To Innovate, Get Out of Your Comfort Zone
Leaders of four institutions that captured NACUBO 2010 Innovation Awards explain how to set the stage for fresh thinking.
By Margo Vanover Porter
During interviews for Business Officer, leaders of four of these institutions elaborated on how to set the stage for fresh thinking. The fear of taking risks can block innovation at institutions, says William Thirsk, vice president of information technology and chief information officer, Marist College, Poughkeepsie, New York.
"When you introduce a new technology, it can disrupt your internal operations and can cause organizational discontent," he says. "When we faced this, I went to my programmers and other users saying, 'This is going to be a little uncomfortable because no one has done this before. We'll be inventing new ways of using this type of system. You will be the ones people come to in the future to learn how to do this.' Luckily, we're used to innovation here. We had some bumps along the road, but it worked out."
You also need to watch out for management insecurity, cautions Steve Kreidler, executive vice president, University of Central Oklahoma, Edmond. "People who are middle and upper management sometimes block creative ideas because they think it makes them look bad for not having thought of it themselves," he says. "I think it does just the opposite. Managers look good for encouraging great ideas to burble to the top."
To create an environment where innovation is celebrated, rather than feared, institutional leaders offer seven suggestions:
Recognize the innovators. "We celebrate the people who succeed, the people who bring us game changers," Thirsk says. "We hold a reception for them. We write articles about them. We apply for awards on their behalf. We promote them and give them financial rewards. You have to do the whole thing."
Listen to complaints—buried in them somewhere may be a suggestion, Kreidler says. "We have to remember that people only complain about things they care about. It's a way they express their values. We need to retrain our ears so these comments don't sound like complaints but suggestions. They may use a complaining tone because they've never been in an environment where a positive suggestion was well accepted."
Form a team. "Business officers can create an environment that encourages innovation by organizing an innovation team," advises Paul J. Healy, executive director of emergency management and department of public safety, Sacred Heart University, Fairfield, Connecticut. "The innovation team should consist of personnel from various divisions to ensure the presence of cross-discipline skill sets." Mentored by a consultant or human resources representative, the innovation team could generate ideas to improve the institution's programs and services, achieve institutionwide synergies in work functions and processes, and create new revenue streams through entrepreneurial programs.
Involve your stakeholders. "Get out of your comfort zone," urges Teresa E. Smith, vice president for administrative services and chief financial officer, Tallahassee Community College, Florida. "I know I had to. You have to totally open up your mind and involve people who might not normally be included in the process but who have the creative juices flowing. Talk to and engage your front-line people and constituents."

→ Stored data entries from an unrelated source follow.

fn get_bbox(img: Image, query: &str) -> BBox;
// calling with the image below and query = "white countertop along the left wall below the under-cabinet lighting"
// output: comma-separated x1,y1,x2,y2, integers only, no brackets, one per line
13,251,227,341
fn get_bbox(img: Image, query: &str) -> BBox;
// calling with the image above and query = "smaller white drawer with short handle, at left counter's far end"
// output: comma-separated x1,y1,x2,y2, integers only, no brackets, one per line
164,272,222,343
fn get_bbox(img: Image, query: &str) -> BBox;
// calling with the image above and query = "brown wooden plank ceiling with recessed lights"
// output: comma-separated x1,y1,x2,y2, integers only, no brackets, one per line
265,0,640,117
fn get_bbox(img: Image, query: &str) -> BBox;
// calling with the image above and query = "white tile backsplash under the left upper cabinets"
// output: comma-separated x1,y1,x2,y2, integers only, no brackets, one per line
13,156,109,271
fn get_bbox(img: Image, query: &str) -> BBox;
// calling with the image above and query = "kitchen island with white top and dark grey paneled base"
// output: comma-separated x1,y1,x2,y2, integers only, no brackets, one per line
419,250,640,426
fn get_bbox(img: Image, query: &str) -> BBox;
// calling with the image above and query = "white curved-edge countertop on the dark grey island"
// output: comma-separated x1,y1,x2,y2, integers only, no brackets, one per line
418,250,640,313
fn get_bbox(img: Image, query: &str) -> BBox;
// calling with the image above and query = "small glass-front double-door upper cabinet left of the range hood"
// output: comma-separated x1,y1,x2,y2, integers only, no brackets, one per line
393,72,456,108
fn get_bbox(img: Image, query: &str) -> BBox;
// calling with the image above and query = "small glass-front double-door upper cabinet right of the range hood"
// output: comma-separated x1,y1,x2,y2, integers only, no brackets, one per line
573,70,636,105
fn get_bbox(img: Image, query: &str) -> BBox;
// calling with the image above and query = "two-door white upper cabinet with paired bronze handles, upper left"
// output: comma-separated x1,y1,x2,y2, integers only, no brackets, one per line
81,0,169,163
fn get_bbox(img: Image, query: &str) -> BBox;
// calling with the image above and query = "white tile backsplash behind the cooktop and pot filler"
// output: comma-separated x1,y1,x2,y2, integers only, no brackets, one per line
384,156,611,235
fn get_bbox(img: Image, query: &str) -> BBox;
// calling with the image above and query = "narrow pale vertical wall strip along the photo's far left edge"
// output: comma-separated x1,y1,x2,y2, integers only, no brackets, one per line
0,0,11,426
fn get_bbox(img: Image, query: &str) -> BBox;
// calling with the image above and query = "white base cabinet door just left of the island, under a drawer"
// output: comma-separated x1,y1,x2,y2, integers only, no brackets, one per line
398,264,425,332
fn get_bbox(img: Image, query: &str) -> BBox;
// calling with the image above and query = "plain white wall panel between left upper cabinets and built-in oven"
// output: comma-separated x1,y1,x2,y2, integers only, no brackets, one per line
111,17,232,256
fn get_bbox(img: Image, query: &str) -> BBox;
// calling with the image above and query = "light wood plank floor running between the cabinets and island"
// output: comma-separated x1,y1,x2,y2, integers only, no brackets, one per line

Rethink decisions. "Look at the assets you are managing," Thirsk encourages. "Can you get more out of those assets if you did one or two things differently? Can you expand the life of the asset? Can a little training change everything about an office? If business officers persistently improve the skill levels and training and review the decisions they made before, they will see improvement."
Ask for ideas. Sounds simple, but managers don't do it often enough, Kreidler says. "Innovation occurs when people feel empowered on a day-to-day basis and when upper- and midlevel managers consistently seek out new solutions," he says. "A great thing for managers to say at a meeting is, 'We have some pain points. How do we get out of this pain?' The big issue is to support people when they bring ideas to the table. Once people feel supported on small things, they will be willing to take a risk on something bigger."
Permit failure. "We need to let people know they won't be punished if our experiment fails," Thirsk says. "When that happens, people start to grow and take advantage of the innovative environment around them. We learn lessons even in failure."
MARGO VANOVER PORTER wrote the articles in the Innovation Award series. She covers higher education business issues for Business Officer.